Il est intéressant de noter que les largeurs de préhension ou le placement des mains pendant les tractions/tractions ne modifient pas vraiment les lectures d’activation maximale dans les dorsaux. Mais ces modifications peuvent modifier le modèle d'activation et le moment musculaire du bras, de sorte que certaines parties des dorsaux contribuent à la production de force soit à différents angles d'articulation, soit pendant une période de temps plus courte/plus longue en fonction du type de préhension utilisé (21). Du coup, les dorsaux peuvent être un groupe musculaire pour lequel des tonnes de variations ne sont pas absolument nécessaires, mais les dorsaux ont probablement aussi la plus grande variété d’exercices que vous pouvez utiliser pour les détruire.
Cet effet est également similaire lorsque l'on compare les rangées aux pulldowns : les deux offrent des niveaux d'activation maximaux similaires pour les dorsaux, cependant, chaque angle induira un modèle d'activation ou un bras de moment musculaire différent qui peut placer certains compartiments musculaires sous une plus grande tension à différents angles articulaires ou pendant des périodes plus longues (33). les dorsaux sont répartis à environ 50-50 entre les fibres à contraction rapide et lente (47), il est donc plus intelligent d'utiliser une large plage de répétitions que de se limiter tout le temps à la plage de 8 à 12 répétitions.

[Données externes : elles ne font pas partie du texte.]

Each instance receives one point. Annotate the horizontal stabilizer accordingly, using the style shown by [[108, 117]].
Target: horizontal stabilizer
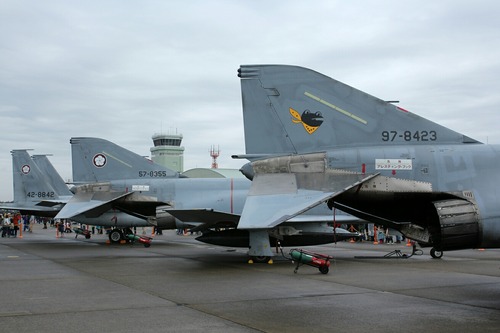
[[276, 198]]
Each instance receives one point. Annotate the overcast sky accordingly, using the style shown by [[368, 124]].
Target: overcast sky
[[124, 70]]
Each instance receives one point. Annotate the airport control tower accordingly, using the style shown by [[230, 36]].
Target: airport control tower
[[167, 151]]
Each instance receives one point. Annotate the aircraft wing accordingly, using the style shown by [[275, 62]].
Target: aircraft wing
[[278, 197], [90, 204], [208, 217]]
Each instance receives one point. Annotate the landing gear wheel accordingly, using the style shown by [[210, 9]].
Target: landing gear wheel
[[115, 236], [261, 259], [436, 254], [324, 269]]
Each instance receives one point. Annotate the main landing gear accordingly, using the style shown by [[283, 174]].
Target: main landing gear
[[436, 254]]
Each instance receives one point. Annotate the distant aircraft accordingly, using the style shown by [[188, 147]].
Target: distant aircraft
[[313, 139], [32, 194], [39, 190], [210, 203]]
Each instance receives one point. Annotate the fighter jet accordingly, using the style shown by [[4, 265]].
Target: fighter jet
[[33, 195], [39, 190], [312, 139], [211, 203]]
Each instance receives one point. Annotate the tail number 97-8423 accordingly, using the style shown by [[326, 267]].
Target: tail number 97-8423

Les pièges, quant à eux, sont un autre groupe musculaire que beaucoup entraîneront sous plusieurs angles pour un développement optimal. Les pièges du milieu sont mieux activés lors des rangées horizontales (33), tandis que les pièges supérieurs sont plus actifs dans les haussements d'épaules, les rangées verticales (37) et les soulevés de terre (16). Les pièges inférieurs sont plus activés lors des tractions ou des pulldowns (6), donc l'utilisation d'une grande variété d'exercices de traction est nécessaire pour le développement complet du piège. les pièges sont principalement constitués de fibres à contraction lente, environ 60 à 70 % du muscle étant à contraction lente (29). Résultat : utiliser des répétitions élevées pour les pièges est une excellente stratégie, mais y aller occasionnellement peut également présenter un nouveau stimulus pour la croissance.
Rappelons que les individus peuvent réagir de manière très variée à un programme de formation : certains réalisent des gains, d’autres non (1). C’est une idée importante à garder à l’esprit lors de la planification de l’entraînement arrière : peut-être que certains types de préhension, machines ou exercices n’offrent tout simplement pas le meilleur stimulus d’entraînement POUR VOUS et votre biomécanique individuelle. Ajoutez de la variation à votre entraînement pour voir à quels exercices VOUS répondez le mieux.
Les épaules ont une amplitude de mouvement insensée et sont donc activées lors de presque tous les exercices du haut du corps. Il est intéressant de noter que les variantes du développé couché et du développé couché offrent toutes une activation similaire dans le muscle deltoïde avant (8). Toutefois, l'utilisation de poids libres plutôt que de machines augmente également davantage l'activation du deltoïde médial en raison de l'augmentation des exigences de stabilité (13), utilisez donc les deux méthodes en fonction de vos objectifs ce jour-là.
L’activation des épaules diffère également entre l’utilisation d’haltères et d’haltères pour la presse aérienne, les haltères offrant un peu plus d’activation (41). Or, un poids global plus important peut être utilisé avec les presses à haltères, les deux variations sont donc nécessaires lorsque l'on considère une surcharge progressive. un poids plus important peut être utilisé dans la presse aérienne assise par opposition à une presse debout, cependant, une presse debout offrira également plus d'activation de base, alors, encore une fois, choisissez des variantes en fonction de vos objectifs !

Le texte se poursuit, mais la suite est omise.